President Robert Mugabe has distanced the country's military from alleged claims of a coup as the siege on him and allies took a dramatic twist Sunday evening.
With all signs pointing to his forced resignation on Sunday, the wily Zimbabwean leader seemed to have flipped the script against his plotters, telling a shocked nation in a televised address that he was still around.
But as he did that, he was in with another surprise, that of telling the world that the military intervention which saw his house arrest from last Wednesday did not represent a challenge to his authority.
"The operation I have alluded to did not amount to a threat to our well cherished constitutional order nor is it a challenge to my authority as head of state and government not even as commander in chief of the Zimbabwe defence forces," said the veteran leader.
"The command element remained respectful and comported with the dictates and mores of constitutionalism true a few incidents may have occurred here and there but these are being corrected.
"I am happy that throughout the short period the pillars of state remained functional.
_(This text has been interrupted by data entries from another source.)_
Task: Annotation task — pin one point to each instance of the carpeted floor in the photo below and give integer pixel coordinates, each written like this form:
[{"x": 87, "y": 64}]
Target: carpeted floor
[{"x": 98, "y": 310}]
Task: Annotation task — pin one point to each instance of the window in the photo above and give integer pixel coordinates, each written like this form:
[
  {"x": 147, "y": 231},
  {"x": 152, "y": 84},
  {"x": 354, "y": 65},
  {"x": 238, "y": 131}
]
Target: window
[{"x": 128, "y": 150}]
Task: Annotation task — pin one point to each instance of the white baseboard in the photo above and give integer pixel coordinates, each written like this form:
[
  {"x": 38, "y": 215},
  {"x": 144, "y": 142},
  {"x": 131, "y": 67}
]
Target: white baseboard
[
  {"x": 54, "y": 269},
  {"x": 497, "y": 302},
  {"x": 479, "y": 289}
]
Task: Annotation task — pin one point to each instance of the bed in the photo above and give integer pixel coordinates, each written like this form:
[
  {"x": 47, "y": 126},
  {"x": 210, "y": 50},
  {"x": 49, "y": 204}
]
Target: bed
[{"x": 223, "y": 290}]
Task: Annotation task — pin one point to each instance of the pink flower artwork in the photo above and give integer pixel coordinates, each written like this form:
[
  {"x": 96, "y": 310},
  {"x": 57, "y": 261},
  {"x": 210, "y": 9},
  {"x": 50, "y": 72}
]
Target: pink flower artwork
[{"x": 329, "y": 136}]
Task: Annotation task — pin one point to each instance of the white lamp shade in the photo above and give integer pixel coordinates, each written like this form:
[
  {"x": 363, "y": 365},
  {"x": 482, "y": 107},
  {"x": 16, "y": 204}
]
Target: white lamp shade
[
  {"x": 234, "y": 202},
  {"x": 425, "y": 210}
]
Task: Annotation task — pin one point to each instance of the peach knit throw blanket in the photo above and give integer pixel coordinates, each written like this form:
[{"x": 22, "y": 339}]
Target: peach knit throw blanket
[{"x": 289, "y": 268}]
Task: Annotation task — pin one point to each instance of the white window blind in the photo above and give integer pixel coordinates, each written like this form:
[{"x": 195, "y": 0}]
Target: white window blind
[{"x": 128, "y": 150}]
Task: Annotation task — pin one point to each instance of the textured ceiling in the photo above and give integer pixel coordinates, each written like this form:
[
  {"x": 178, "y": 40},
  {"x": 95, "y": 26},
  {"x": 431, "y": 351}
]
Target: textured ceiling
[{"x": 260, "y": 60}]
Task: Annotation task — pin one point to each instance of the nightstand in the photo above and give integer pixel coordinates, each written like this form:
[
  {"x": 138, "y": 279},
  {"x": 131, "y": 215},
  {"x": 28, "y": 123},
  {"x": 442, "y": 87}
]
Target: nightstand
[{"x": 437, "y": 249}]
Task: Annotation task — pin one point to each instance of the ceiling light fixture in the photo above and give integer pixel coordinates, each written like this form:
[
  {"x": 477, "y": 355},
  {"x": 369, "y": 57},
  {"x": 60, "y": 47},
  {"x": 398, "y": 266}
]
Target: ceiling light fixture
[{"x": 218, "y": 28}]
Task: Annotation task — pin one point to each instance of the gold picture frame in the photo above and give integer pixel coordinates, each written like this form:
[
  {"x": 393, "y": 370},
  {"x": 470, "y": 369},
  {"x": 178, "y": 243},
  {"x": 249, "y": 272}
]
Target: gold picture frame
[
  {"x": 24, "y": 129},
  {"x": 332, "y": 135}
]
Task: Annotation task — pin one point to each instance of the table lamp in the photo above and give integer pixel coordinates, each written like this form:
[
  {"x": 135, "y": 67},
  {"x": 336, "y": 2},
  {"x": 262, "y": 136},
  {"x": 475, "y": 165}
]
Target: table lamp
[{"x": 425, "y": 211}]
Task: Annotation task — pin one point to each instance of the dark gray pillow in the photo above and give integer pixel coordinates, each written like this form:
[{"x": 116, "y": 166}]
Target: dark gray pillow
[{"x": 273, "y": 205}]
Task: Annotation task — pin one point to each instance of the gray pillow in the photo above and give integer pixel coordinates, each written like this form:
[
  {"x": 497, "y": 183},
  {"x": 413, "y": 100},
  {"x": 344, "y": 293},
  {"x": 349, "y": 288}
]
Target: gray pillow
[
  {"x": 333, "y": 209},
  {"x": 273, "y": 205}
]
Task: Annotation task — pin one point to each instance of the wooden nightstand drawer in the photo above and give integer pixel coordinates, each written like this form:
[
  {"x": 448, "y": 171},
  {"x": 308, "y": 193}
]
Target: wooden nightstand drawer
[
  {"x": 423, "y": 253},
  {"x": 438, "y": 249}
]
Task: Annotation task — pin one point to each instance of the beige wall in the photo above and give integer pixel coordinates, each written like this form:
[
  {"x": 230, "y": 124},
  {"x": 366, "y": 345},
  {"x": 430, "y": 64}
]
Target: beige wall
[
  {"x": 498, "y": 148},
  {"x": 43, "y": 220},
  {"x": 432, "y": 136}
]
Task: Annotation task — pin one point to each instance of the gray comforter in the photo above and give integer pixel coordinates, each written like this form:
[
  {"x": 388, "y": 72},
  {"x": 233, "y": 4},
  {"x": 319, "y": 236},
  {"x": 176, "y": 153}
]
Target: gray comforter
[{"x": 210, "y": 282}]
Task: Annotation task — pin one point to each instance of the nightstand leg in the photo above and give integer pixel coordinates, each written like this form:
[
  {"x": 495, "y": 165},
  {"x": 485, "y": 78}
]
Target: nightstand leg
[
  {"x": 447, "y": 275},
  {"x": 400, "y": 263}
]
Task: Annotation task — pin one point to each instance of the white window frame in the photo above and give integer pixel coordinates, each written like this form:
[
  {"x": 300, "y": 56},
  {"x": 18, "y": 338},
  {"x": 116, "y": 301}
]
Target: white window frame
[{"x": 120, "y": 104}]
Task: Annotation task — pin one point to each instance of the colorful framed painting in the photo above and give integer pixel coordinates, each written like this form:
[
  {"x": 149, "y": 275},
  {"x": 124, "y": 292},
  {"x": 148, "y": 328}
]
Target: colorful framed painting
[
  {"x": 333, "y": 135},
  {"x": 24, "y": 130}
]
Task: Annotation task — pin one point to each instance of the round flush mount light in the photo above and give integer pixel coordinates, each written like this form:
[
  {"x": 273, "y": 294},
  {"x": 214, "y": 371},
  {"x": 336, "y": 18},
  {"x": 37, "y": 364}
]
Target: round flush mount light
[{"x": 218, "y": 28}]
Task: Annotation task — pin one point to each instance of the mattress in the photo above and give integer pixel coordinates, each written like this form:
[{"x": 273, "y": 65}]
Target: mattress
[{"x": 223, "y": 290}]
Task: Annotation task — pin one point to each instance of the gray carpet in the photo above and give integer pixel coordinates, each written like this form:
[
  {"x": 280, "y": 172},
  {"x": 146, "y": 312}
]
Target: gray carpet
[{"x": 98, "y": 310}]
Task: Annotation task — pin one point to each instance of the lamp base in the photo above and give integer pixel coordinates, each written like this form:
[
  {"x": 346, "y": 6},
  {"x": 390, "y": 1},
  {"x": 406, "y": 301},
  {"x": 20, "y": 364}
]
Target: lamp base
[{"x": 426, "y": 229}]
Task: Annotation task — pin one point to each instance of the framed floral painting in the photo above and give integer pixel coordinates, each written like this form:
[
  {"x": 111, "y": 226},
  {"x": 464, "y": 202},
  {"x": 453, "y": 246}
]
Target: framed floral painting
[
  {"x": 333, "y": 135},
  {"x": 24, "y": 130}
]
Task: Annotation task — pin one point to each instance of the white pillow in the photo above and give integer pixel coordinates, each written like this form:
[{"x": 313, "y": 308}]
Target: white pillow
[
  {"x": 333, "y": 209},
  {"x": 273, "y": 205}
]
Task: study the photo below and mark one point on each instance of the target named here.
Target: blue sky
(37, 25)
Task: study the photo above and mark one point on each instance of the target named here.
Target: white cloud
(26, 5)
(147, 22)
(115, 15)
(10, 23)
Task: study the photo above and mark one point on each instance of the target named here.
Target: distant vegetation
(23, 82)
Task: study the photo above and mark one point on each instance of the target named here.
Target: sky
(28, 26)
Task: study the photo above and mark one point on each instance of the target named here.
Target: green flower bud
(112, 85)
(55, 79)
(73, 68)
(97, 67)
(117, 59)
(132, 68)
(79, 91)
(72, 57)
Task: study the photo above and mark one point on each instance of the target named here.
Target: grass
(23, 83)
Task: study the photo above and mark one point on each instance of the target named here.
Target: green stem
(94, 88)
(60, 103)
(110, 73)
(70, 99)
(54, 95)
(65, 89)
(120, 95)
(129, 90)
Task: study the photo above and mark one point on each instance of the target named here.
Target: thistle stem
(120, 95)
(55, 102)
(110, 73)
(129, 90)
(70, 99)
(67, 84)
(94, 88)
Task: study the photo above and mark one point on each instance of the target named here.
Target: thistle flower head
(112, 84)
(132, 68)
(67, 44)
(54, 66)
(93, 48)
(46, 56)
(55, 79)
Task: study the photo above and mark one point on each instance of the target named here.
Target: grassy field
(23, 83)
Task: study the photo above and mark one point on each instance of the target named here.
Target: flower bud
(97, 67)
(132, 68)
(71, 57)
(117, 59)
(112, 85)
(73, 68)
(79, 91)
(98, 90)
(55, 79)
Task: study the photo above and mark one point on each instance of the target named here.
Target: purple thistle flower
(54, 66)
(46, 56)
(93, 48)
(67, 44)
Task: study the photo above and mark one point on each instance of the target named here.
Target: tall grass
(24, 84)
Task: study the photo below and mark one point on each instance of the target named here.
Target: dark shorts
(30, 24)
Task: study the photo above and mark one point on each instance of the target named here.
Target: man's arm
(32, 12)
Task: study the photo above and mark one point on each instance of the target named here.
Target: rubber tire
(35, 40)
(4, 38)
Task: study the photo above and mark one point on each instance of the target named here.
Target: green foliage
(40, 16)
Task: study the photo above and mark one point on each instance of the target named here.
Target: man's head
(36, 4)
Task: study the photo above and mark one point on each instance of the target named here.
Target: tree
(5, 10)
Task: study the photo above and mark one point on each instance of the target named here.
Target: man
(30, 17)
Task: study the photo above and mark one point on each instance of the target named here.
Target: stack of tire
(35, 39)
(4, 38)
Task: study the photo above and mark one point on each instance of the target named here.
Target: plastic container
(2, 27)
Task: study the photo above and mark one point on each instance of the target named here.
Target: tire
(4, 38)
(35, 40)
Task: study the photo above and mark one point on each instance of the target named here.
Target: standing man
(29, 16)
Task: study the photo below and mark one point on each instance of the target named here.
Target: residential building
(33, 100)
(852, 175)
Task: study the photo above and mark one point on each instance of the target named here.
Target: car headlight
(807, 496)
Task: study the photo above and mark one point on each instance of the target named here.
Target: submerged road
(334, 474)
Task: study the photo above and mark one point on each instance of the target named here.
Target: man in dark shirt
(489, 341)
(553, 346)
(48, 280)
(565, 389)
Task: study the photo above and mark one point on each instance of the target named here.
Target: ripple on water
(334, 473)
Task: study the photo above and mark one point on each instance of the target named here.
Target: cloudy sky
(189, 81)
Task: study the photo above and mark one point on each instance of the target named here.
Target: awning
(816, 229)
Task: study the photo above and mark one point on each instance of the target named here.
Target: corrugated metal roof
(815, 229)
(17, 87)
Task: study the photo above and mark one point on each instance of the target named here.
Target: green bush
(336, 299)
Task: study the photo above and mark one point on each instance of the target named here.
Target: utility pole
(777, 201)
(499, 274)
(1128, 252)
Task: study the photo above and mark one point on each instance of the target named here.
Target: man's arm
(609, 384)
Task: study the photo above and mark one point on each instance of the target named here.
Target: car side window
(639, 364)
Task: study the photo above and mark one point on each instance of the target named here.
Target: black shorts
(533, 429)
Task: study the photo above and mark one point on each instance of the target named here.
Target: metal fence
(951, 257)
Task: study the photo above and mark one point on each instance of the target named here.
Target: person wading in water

Even happier for me and arising from today's meeting is a strong sense of congeniality and sense of comradeship."
His speech followed dramatic developments in the country's post-liberation history in which he was physically put under siege as military commanders demanded his immediate resignation.
The Generals accused the country's founding leader of protecting corrupt loyalists and presiding over failing leadership that has placed the country on the brink of civil unrest.
What followed were protracted negotiations behind the scenes with strong signs that Mugabe was either going to tender his resignation under pressure or risk being thrown out by force.
In the ensuing gridlock, cabinet minister and nephew to the world's oldest head of state, Patrick Zhuwao told the media the military intervention was a coup which was being disguised as an attempt to satisfy the people's desires to see the 93-year-old leader leave his job.
But events of Sunday evening shocked many when the Zanu PF leader told the entire world he would preside over the Zanu PF elective congress slated for December 12 giving him prolonged life at the helm of both party and the country.
The regional political bloc, SADC has called for a Tuesday summit to discuss alleged constitutional subversions by the military.
It remains uncertain if it will proceed given the swift turn of events in Harare.